Die Vorgeschichte ist die, dass Bartholomäus Pille, seines Zeichens Apotheker, eines Morgens als großer Mistkäfer – auch Pillendreher oder Skarabäus genannt – erwacht.
Und weiter geht es mit der „Geschichte vor den Geschichten“ – mit Ligiosa Mantisre, Gründerin der GHS (GottHochSchule). In dieser finden sich alle ein, die sich als „höhere Entität“ oder als „besonders“ empfinden – so auch Herr Pille, der sich als solches fühlt, seit er ein Pillendreher und somit „heiliger Käfer“ geworden ist.
In Herrn Pilles Nachbarschaft machen derweil Gerüchte über sein Verschwinden die Runde. Aber das kümmert ihn wenig, denn er muss nun etliche Kurse mit seinen „Mitgottheiten“ absolvieren.
Kurs 1 – Einführungskurs
Bei Herrn Plosiv lernen die Götter (z.B. Anubis und Bastet) mehr über den Mensch das „Unbekannte Wesen“, sprich wer ihre Gläubigen sind und wie die Götter deren Schwächen für sich nutzen können.

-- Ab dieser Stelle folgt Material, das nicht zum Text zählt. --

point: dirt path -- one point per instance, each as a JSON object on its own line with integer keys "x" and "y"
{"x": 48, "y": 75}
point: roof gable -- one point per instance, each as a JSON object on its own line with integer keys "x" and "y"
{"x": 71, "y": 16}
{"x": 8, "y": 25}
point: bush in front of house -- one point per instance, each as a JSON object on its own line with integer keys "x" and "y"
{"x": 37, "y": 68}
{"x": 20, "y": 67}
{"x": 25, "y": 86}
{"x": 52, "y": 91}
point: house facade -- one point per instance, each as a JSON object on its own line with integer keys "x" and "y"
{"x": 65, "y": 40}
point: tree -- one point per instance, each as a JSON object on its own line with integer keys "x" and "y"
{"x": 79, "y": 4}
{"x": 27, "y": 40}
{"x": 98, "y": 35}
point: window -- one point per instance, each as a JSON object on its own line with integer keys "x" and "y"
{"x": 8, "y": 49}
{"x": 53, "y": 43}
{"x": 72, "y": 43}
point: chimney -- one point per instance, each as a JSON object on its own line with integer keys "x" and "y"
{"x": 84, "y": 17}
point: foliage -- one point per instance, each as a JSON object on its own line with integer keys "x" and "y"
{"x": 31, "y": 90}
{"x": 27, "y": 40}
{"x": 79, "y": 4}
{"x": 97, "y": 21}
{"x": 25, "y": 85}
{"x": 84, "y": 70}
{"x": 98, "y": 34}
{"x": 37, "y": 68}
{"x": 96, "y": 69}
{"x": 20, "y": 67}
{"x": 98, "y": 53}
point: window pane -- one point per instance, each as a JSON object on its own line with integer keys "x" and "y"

Kurs 2 – Studienreise zum Park Paraiso
Geht beim Streiten viel Porzellan zu Bruch, nennen wir Menschen das Temperament. Schlägt irgendwo eine fliegende, überdimensional große Untertasse ein, zeigt sich: Götter haben Klärungsbedarf.

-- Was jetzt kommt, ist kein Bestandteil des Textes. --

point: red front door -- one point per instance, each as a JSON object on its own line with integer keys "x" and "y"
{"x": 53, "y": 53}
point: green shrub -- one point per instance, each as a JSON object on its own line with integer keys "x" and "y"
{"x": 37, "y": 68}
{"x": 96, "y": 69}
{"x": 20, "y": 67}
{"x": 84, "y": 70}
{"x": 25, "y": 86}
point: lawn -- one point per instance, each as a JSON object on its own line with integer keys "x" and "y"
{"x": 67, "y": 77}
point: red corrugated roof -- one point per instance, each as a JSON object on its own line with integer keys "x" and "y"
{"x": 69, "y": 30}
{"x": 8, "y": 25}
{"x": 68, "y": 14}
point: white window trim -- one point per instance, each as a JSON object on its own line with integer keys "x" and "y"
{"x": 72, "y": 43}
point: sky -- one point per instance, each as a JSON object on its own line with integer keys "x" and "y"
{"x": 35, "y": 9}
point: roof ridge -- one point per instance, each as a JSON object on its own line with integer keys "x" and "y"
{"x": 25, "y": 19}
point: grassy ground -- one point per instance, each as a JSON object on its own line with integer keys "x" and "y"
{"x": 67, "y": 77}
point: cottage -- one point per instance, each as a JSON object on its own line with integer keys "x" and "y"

Hier absolvieren die Götter und die, die sich dafür halten, einen Praxistest zum Einführungskurs „Der Mensch, das unbekannte Wesen“. Unter dem Motto „Liebe statt Hiebe“ lernen alle Konfliktlösungen für eine friedliche Koexistenz. Was in Gruppenkuscheln und Streit unter Göttern, der in einem Gerichtstreit endet, mündet.
Kurs 3 – Studienreise nach Minotaurussia
Unter dem Motto „Zurück zum Animalismus – So weckst du das Tier in dir“ treten die Götter ihren nächsten Kurs an. Zu dem Zweck fahren sie nach Minotaurussia, ein altes, kaltes Land. Der dort amtierende Wojwode, ein massiger roter Stier, duldet die Studienreise der Götter nur, weil er sich davon Publicity verspricht.

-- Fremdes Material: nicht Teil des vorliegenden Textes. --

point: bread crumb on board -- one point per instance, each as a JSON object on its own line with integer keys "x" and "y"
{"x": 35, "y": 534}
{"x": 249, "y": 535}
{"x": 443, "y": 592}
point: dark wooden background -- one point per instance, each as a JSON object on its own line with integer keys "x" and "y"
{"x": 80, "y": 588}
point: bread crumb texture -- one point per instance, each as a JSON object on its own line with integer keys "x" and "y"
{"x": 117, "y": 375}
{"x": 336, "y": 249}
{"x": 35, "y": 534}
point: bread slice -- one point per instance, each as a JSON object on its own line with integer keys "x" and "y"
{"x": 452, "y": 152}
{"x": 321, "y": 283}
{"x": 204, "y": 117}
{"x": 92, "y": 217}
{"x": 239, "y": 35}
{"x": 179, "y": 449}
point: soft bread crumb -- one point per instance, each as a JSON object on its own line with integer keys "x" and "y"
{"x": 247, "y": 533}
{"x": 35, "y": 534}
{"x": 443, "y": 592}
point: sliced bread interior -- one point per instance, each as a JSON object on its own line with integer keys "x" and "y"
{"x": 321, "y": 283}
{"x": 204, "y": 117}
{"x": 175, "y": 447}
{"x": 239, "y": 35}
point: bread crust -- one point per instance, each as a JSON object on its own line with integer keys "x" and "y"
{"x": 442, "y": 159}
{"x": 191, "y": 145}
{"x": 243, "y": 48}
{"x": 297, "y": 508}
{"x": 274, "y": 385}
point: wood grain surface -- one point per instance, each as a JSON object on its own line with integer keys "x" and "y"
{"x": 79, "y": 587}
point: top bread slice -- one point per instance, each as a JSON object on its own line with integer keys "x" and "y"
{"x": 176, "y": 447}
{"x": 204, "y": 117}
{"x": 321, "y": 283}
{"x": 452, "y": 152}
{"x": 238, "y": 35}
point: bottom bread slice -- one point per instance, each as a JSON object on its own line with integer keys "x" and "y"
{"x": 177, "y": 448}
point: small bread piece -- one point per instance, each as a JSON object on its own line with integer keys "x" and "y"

Derweil hat Herr Pille es schwer, sich – ob seiner „Größe“ – in der Gruppe Respekt zu verschaffen.
Mit von der Truppe ist der Krieger Olsgrim Donnerfaust hinter dem sich kein Geringerer als Odin verbirgt und seine beiden Raben und sein kleiner Hund Cirby nebst Loki, die von den „guten alten Zeiten“ und dem Matriarchat schwärmt.
Und dann taucht auch noch eine waschechte Sphinx auf.
Die Götter müssen sich erst ans Atmen gewöhnen – empfinden es als lästig – und begegnen beindruckenden Minotauren in blutroten Uniformen.
Kurs 4 – Schauspiel-Workshop
Hier lernen die Götter den Menschen eine Show zu bieten, die sie nie vergessen werden.
Da klagt in einer Talkshow Adam über seinen Apfel, da dank Eva ihm der Bissen für immer im Hals steckengeblieben sei – und vieles mehr.
Kurs 5 – Selbstfindungstrip – Sonderkurs für weibliche Gottheiten.
Die schöne babylonische Schönheit und Liebesgöttin Ischtar taucht in der GHS auf und wohnt dem Kurs „Emanzipation“ bei. Ihr Weltbild über Frau und Mann wird ziemlich auf den Kopf gestellt. Diana holt sie daraufhin in eine Frauenrunde um sie aufzumuntern.
Doch genau da muss Ischtar weiteres über Männer erfahren und wie sich so mancher Traumprinz in einen absoluten Schnarchlappen verwandelt.
Kurs 6 – Teamgeist-Schulung
Die Götter lernen hier, dass Vielgötterei eine echte Alternative zum Monotheismus darstellen kann.
Die Entitäten lernen Teamgeist – daher werden sie in verschiedene Gruppen eingeteilt.
Köstlich hier, wenn Ischtar z.B. ihre beiden „Argumente“ zurechtrückt.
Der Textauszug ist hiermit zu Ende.